Mortgage rates to be volatile, say brokers
Brokers are telling new borrowers to expect mortgage rates to fluctuate in the coming months, owing to economic uncertainty.
A number of major lenders have increased the cost of a mortgage for new borrowers in recent days.
Brokers suggest that the increased activity is likely to be followed by an "ebb and flow" in the mortgage market in the first half of 2012.
Lenders are concerned about the cost of funds to lend in the current climate.
Uncertainty in the eurozone means that they do not want to overstretch themselves with lending, when there is a chance that accessing funds could become more expensive.
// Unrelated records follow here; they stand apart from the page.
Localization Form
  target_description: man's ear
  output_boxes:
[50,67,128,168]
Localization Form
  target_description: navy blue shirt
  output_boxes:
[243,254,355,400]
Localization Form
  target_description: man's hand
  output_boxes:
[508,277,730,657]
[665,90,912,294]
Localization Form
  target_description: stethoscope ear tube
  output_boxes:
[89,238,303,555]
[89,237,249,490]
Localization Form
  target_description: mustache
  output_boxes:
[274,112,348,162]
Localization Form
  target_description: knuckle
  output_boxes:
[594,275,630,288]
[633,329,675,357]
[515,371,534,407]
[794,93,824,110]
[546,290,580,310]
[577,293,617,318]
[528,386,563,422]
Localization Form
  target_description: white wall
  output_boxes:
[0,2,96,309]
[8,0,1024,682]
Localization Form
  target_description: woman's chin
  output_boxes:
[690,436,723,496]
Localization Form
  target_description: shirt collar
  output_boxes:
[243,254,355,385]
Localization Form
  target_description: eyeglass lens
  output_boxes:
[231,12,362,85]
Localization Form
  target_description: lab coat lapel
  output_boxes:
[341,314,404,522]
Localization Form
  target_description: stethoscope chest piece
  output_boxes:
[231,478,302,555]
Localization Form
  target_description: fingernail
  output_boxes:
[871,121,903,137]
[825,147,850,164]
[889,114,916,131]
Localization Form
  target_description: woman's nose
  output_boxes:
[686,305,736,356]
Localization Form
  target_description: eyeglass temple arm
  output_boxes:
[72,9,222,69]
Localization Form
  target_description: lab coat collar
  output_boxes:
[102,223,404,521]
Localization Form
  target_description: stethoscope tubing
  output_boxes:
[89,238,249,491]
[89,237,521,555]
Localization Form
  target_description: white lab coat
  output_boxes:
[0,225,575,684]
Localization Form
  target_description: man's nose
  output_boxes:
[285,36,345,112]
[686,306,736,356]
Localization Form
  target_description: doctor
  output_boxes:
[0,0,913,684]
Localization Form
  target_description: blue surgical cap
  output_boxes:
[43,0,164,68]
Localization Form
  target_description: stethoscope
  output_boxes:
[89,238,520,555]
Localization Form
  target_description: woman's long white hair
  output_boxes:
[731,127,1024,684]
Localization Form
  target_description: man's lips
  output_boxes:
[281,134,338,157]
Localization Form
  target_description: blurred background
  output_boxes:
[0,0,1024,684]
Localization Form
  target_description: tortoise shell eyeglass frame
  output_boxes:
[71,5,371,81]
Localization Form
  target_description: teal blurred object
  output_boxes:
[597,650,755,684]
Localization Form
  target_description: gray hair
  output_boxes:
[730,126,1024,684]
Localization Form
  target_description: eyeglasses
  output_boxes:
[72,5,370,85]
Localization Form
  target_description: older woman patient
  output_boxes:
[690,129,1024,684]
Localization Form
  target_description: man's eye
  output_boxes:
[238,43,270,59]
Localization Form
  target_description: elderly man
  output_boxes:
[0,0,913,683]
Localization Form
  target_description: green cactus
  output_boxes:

In recent days, some of the major lenders have increased their mortgage rates by up to 0.3 percentage points.
Others have changed the loan-to-value bands, so borrowers might not always get a cheaper deal by offering a larger deposit.
"It really does pay to shop around at the moment if you are looking for a mortgage as some lenders are much more expensive than others," said Aaron Strutt, of Trinity Financial.
Lenders tend to move as a herd, as they do not wish to be inundated with mortgage applications if they suddenly become cheaper than their rivals.
Andrew Montlake, of mortgage broker Coreco, said: "We are going to see a period in which the Bank rate remains stable, so lenders will manage the business they want by increasing or decreasing their rates."
A few lenders have reduced mortgage rates for new borrowers in recent days.
He predicted that this volatility would continue for the first half of the year at least, until there was a clearer picture in the eurozone crisis.
Long-term costs for lenders have risen, he said, owing to uncertainty as a result of the crisis.